Letters vs. Numbers

Published 6:00 am Saturday, May 16, 2009

It still happens. Some nave student asks for my help with super–extra–hard math.

“Do you ever wonder why I’m not your math teacher,” I try to ask without sarcasm. “I cannot help you with your math.”

Our Write Night T–shirts this year sported this Maslow quote: “A musician must make music, an artist must paint, a poet must write, if he is to be ultimately at peace with himself.”

My friend, Keri Ross, math department chairperson at Pelham High wanted us to add “and a mathematician must compute” to Maslow’s statement. Ross and I have an ongoing debate about whether math or English is the most important school subject.

Ross teaches super–extra–hard math, only she calls it pre–cal. Pelham High School also offers advanced placement calculus, along with a wide array of other math courses. Ross and her department must be doing a great job because our students are excited about math. PHS math teams worked hard this year. Mrs. Creel’s advanced math team and Mrs. Austin’s geometry team both won third place in the Shelby County Math Tournament competitions.

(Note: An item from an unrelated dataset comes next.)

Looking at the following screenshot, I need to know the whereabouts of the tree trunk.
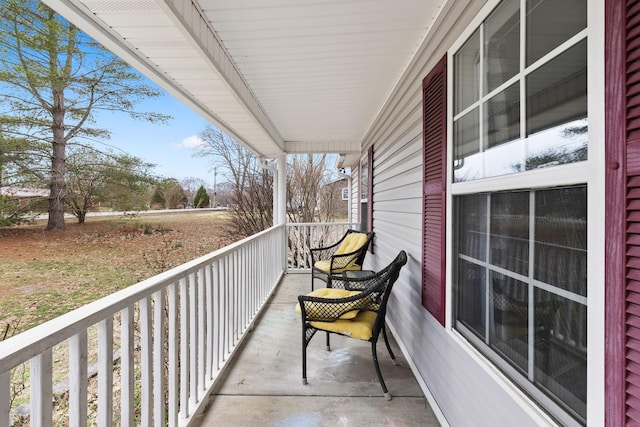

Algebra teacher, Emily Murray, recently won our school’s first ever CBS 42 One Class at a Time grant, which she received for the letter she wrote to the television station. She wrote, “This is my second year at Pelham High School and I love it! I am a math teacher, teaching Algebra 1A and Algebra 1. These Algebra classes are the foundation to our students’ learning of mathematics. Algebra is applied to our every day lives. With this grant, I want to show students how learning Algebra can be fun and exciting by providing a classroom that is new and modern.”

I don’t know exactly how algebra is applied to our every day lives, but I do admire Murray’s enthusiasm and her winning words.

On my students’ birthdays, I give them birthday bookmarks. Ross gives her students happy birthday pencils. Both items have their value: bookmarks mark our place so we don’t forget how far we’ve come and pencils create erasable marks in case we need to go back and correct our errors. Remembering what we’ve learned and having the wisdom to correct our errors are both valuable skills. Perhaps making sense of the world with numbers or letters isn’t so different after all.